Effort Control as a Design Pattern
The low/medium/high reasoning effort dial introduced by o3-mini became the industry-standard approach for exposing inference-time compute control to users. Every subsequent reasoning model — o3, o4-mini, and external competitors — adopted some version of this abstraction. It solved a genuine problem: previously, users had no way to say “I need the answer quickly, not perfectly” versus “I need maximum accuracy and will wait for it.”
Benchmark Reassessment
o3-mini’s AIME 2024 high-effort score of 87.3% — 12 points above o1 — established that the o1 launch benchmarks were not a ceiling. They were a starting point. This influenced how AI labs communicated future capabilities: rather than leading with the single headline score, releases increasingly showed curves across effort levels and compared against previous o-series models.
Context and Limitations
o3-mini has several meaningful limitations relative to the full o1 release:
No vision: As noted, o3-mini is text-only. Any task requiring image interpretation must use o1 or later models.
Reduced general knowledge: o3-mini followed the o1-mini design philosophy of trimming broad world knowledge in favor of STEM specialization. It underperforms o1 on tasks requiring diverse factual recall or nuanced open-domain writing.
Hidden reasoning chain: The chain-of-thought is proprietary and not accessible to users. This makes independent safety evaluation difficult and was a recurring source of criticism from the AI research community throughout the o-series lifecycle.
Structured outputs limitation: At launch, o3-mini’s structured outputs support was more limited than the GPT-4o series. This affected developers building JSON-extraction pipelines.
2026 Status
o3-mini is deprecated in ChatGPT as of mid-2025, having been superseded by o4-mini (April 2025) and subsequently by GPT-5’s integrated reasoning capabilities. It remains accessible via the OpenAI API under the o3-mini identifier but is no longer a recommended choice for new applications.

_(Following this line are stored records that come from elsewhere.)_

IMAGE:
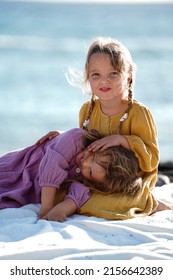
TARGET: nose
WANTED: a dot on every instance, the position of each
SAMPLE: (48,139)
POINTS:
(85,163)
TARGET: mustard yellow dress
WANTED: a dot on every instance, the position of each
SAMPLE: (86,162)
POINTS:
(141,132)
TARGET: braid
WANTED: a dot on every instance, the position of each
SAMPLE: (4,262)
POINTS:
(130,102)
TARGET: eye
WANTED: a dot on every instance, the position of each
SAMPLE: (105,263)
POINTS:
(113,74)
(95,75)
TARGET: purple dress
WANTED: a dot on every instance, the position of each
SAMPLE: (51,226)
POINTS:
(24,172)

The model’s practical lifespan in production was approximately four months between its January 2025 launch and o4-mini’s April 2025 release. For a model that substantially changed access patterns for reasoning AI, four months is short — but the patterns it established (free-tier reasoning, effort control, low-cost STEM specialization) persisted into every successor.
Verdict
o3-mini is a 4/5 model. Not because its numbers are unremarkable — AIME 2024 at 87.3% high effort substantially exceeded o1, and medium effort at a 93% cost reduction is genuinely useful — but because its historical significance lies more in what it unlocked than in what it achieved.

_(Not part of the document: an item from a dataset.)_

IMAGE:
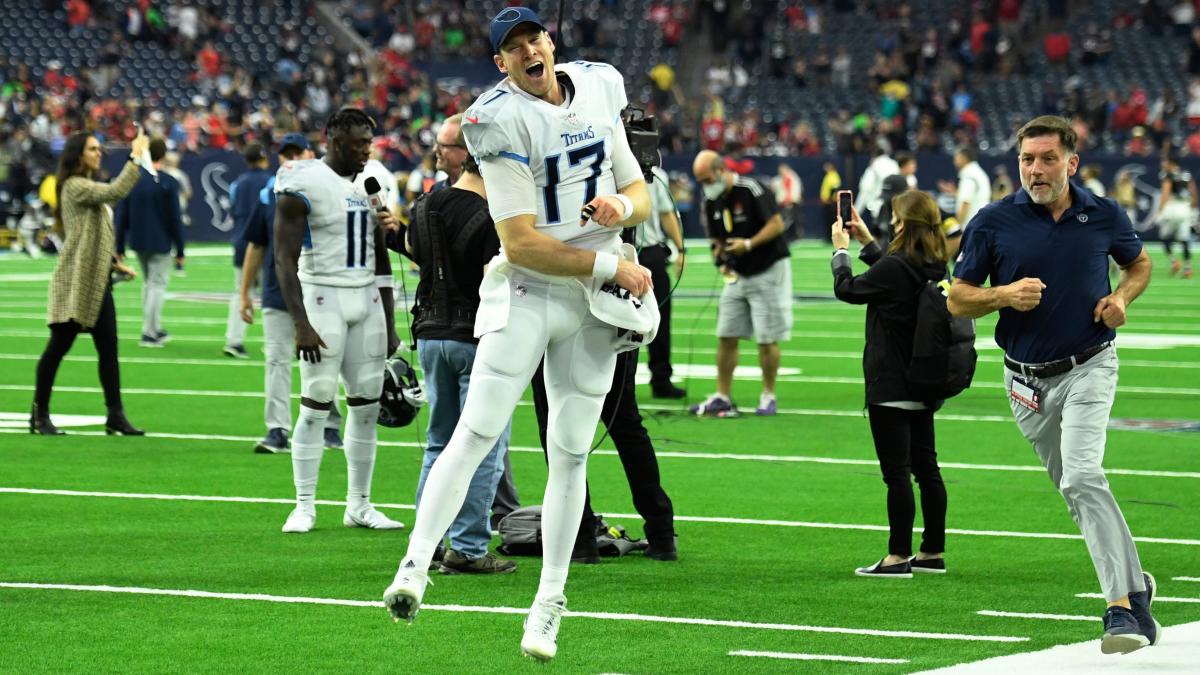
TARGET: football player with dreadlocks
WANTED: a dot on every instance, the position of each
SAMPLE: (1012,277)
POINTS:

The first reasoning model on the free tier. The first with explicit effort control. The model that made inference-time reasoning a daily utility rather than a premium feature. These are structural contributions to how AI reasoning is deployed, and they outlasted o3-mini itself.
For STEM applications in early 2025, o3-mini (high) was the correct choice for most developer use cases: better than o1, significantly cheaper, with the same architectural guarantees. In retrospect, it looks like the model that normalized the reasoning era rather than the one that defined it — but normalization, at scale, is its own kind of significance.
Rating: 4/5 — materially exceeded o1’s benchmark scores at a fraction of the cost, democratized reasoning-model access to the free tier, and introduced effort control as a permanent design pattern. Lacks vision; deprecated within months by o4-mini; no single landmark achievement comparable to o1’s above-human GPQA debut.